Sports Writer for The Age

David Gower: “How can you have a clash of cultures when you’re playing against a country with no culture?”

In 1978, I was introduced to a middle-class woman in Oxfordshire as an Australian. She replied, ”Welcome to civilisation.” This was in a week when English soccer fans had ransacked another European city; she was blithely unaware of the contradiction.

In more recent times I had dealings with an English journalist who was granted high office in the Australian media.
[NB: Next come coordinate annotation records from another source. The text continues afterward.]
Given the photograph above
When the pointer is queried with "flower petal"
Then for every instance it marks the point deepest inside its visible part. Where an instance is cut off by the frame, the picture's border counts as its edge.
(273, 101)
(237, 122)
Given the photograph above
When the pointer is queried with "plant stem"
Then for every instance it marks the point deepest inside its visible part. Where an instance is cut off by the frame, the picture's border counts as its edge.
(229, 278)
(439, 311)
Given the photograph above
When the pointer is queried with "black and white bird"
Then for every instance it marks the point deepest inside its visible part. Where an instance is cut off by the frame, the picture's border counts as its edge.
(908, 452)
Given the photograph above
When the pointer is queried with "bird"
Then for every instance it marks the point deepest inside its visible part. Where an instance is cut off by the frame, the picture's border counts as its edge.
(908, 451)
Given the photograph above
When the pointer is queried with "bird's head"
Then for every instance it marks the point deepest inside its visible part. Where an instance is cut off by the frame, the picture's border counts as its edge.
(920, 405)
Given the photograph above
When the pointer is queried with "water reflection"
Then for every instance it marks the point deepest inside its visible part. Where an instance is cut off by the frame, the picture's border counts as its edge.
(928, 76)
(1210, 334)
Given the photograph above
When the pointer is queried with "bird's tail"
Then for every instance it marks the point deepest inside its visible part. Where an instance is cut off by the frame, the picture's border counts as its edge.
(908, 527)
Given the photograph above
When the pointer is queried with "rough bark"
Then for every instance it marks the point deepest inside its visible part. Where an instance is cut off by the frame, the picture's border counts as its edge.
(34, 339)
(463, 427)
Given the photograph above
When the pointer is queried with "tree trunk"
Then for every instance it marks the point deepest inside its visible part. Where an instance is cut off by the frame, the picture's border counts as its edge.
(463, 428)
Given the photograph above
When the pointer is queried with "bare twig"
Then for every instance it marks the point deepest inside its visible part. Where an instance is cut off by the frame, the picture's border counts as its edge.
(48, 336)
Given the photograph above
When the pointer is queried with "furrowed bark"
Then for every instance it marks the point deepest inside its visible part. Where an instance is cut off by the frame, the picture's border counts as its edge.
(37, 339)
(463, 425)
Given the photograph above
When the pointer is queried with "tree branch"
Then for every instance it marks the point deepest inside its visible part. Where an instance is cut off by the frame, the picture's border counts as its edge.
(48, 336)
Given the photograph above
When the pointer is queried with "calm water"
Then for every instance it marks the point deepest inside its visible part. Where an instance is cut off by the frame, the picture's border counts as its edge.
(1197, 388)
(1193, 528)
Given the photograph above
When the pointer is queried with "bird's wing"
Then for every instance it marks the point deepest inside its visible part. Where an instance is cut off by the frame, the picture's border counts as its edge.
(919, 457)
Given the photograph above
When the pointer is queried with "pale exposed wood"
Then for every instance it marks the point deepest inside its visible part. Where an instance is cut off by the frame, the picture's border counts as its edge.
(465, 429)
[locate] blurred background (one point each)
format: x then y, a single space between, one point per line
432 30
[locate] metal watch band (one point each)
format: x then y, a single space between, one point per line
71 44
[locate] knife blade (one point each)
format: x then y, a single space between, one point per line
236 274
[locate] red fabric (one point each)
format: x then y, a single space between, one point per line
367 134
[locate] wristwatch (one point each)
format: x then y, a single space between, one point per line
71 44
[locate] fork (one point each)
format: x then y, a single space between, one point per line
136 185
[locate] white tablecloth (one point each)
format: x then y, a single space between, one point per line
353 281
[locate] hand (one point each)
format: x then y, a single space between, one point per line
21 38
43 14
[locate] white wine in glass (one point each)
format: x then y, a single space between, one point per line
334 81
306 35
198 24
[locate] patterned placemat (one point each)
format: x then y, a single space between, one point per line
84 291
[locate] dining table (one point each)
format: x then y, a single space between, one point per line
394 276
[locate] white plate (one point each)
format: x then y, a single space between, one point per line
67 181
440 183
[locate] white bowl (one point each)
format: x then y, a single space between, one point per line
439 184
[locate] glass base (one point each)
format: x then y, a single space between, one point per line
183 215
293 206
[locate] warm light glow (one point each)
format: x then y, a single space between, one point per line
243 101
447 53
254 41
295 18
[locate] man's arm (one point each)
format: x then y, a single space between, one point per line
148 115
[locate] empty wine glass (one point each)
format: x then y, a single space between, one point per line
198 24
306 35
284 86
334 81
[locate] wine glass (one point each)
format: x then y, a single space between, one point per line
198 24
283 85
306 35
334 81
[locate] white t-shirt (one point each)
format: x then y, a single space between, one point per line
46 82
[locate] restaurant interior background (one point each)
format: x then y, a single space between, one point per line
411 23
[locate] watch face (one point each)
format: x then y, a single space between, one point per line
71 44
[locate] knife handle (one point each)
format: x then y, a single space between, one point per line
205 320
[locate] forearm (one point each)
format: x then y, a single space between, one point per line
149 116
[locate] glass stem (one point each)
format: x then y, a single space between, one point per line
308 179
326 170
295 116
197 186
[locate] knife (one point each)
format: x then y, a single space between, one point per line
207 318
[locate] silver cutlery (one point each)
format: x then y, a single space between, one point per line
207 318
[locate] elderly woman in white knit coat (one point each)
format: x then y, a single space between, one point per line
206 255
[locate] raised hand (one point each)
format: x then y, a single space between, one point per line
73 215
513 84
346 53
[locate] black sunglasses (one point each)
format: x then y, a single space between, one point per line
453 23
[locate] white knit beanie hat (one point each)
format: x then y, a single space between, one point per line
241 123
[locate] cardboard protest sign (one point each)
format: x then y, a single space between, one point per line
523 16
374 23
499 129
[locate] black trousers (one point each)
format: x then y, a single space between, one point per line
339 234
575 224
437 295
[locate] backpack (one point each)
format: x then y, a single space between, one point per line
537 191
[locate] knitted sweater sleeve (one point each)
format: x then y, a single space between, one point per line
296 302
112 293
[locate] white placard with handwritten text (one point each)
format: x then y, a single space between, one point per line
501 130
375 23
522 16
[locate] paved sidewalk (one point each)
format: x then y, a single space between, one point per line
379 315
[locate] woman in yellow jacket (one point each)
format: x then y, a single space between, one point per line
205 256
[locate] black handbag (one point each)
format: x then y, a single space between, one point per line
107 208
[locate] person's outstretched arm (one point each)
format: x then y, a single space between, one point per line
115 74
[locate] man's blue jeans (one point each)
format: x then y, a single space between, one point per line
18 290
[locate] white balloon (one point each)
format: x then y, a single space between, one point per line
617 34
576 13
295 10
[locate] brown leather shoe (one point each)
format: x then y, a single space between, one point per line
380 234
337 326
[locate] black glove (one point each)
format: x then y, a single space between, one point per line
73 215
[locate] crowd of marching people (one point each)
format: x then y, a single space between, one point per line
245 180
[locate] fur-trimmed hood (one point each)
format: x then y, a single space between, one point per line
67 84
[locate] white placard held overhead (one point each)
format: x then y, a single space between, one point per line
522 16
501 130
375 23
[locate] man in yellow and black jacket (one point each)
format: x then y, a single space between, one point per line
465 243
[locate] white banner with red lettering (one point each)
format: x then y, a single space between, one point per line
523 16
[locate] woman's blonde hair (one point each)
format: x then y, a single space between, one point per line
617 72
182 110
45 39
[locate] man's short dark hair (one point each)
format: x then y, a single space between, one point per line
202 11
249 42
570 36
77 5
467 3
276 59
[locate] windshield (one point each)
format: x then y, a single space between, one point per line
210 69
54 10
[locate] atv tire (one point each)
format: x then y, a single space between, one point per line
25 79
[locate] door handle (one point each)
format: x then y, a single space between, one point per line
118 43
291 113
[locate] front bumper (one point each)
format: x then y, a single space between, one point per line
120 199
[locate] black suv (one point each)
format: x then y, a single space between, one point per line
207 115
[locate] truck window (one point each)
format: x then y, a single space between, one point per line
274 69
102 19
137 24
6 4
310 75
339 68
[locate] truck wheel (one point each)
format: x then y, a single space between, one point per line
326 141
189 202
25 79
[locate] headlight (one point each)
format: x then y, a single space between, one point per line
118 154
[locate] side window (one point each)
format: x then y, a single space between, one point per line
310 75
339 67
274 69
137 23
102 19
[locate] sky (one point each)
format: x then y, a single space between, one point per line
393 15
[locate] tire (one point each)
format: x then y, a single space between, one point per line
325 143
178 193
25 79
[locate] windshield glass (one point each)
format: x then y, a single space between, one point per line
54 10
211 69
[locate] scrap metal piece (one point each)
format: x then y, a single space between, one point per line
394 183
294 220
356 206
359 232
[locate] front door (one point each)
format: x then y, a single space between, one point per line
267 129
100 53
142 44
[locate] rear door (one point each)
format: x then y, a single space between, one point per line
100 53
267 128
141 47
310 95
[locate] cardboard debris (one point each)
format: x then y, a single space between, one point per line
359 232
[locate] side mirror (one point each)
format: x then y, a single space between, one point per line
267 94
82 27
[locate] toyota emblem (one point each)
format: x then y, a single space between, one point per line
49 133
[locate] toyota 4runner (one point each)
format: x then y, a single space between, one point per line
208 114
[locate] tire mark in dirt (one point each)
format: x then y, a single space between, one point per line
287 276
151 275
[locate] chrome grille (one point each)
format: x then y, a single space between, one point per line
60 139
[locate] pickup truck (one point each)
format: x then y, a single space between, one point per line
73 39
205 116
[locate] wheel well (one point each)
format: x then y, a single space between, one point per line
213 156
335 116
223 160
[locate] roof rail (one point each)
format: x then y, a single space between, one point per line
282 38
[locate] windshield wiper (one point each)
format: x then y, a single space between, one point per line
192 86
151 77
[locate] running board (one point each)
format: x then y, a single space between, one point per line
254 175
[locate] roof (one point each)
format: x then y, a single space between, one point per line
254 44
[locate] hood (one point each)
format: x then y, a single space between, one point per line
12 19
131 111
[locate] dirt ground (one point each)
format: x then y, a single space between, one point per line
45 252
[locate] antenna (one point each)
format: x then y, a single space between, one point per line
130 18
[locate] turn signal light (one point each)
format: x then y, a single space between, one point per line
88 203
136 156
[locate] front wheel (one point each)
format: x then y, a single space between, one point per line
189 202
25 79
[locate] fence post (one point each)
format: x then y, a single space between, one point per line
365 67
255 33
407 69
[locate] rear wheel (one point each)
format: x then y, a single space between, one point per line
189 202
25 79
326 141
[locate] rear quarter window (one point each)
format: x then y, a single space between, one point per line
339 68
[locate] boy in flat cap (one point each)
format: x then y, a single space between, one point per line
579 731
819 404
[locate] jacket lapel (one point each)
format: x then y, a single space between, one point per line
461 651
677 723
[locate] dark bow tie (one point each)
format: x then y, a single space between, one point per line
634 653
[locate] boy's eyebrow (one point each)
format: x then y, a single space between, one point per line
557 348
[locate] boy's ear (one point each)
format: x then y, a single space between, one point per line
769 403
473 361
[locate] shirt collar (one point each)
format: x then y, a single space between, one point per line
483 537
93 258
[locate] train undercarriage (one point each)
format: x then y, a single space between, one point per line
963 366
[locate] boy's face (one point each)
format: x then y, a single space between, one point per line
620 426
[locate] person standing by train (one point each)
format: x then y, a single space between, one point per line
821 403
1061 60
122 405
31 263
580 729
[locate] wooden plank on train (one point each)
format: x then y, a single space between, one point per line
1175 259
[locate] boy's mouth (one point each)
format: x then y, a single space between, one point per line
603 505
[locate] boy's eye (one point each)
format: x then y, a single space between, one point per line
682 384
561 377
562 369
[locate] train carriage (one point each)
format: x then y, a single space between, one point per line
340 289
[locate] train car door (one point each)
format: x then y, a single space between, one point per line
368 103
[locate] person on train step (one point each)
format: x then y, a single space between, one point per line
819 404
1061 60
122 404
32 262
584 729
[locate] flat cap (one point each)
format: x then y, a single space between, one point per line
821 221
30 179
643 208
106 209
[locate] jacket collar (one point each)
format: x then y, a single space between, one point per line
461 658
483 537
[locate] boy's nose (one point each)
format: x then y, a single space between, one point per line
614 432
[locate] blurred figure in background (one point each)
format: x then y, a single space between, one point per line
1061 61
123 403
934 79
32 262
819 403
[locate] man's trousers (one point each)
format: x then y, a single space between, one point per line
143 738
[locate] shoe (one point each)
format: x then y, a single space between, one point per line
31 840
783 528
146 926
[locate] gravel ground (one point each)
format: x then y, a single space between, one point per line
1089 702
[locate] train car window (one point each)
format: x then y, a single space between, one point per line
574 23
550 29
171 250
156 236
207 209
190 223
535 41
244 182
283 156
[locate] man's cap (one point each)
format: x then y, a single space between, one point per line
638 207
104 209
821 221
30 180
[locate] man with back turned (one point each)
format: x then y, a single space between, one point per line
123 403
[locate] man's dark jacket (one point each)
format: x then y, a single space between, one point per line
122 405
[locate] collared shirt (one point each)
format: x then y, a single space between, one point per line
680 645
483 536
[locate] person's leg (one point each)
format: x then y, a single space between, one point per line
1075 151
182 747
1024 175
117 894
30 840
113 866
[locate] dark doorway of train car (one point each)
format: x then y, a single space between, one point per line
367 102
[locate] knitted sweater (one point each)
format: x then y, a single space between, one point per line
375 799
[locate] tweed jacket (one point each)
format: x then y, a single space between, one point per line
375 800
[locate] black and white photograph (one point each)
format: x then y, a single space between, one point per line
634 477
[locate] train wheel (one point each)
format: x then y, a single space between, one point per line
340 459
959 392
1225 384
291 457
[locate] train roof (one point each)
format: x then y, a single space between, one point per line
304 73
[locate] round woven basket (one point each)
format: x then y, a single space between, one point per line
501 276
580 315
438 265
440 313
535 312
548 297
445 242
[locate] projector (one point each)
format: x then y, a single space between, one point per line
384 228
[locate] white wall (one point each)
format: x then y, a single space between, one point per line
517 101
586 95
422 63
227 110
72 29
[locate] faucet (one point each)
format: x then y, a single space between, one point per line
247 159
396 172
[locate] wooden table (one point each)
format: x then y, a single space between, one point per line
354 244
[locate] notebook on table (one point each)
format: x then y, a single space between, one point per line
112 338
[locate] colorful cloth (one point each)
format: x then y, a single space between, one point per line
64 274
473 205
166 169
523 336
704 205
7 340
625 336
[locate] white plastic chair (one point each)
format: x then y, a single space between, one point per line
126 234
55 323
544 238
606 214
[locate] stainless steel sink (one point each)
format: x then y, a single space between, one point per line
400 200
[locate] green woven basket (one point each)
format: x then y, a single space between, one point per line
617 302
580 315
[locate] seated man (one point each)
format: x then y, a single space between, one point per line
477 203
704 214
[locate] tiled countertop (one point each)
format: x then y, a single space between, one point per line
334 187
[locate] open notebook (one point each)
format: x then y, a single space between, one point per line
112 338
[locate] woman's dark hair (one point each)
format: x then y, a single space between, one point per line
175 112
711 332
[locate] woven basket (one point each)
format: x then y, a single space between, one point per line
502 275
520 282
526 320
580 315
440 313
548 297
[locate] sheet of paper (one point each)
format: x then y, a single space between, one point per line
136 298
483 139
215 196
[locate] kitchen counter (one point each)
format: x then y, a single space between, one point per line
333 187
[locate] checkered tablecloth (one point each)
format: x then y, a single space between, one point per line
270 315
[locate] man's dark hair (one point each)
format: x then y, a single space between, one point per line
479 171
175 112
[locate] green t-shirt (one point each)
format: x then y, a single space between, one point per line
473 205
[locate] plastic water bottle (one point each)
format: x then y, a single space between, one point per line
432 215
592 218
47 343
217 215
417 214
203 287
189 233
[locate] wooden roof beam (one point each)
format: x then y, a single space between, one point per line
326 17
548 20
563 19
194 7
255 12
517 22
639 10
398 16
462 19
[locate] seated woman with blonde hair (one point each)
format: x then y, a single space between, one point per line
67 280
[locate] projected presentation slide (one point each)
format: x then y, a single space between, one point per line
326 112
We were discussing the plight of Aboriginal Australia and he said to me, ”This country has the worst history in the world.” He said it without any apparent awareness that Aboriginal Australia’s constant state of crisis began in 1788 with the arrival of 11 ships sailing under the Union Jack – his mob.

This week, asked if England’s cricket relationship with Australia represented a clash of cultures, former England player David Gower said, ”I’m tempted to say, how can you have a clash of cultures when you’re playing against a country with no culture?” It’s a joke, I know, but it’s a dumb joke.

You only have to be inside a prison for two minutes to know that prisons have cultures. If you leave two people on an island for 12 months, when you return they’ll have a culture of shared beliefs, however fragmentary. You can’t stop culture happening. What you can do is play some role in shaping culture, and an example of this is the Yothu Yindi song Treaty.


The continuing appeal of Treaty is interesting because in one sense the song is dated. It’s a response to Bob Hawke’s 1988 commitment to a treaty with indigenous Australia by 1990. That didn’t happen. The song was an attempt to make it happen. Again, it didn’t happen. But the song was a hit and retains a degree of popularity. Why?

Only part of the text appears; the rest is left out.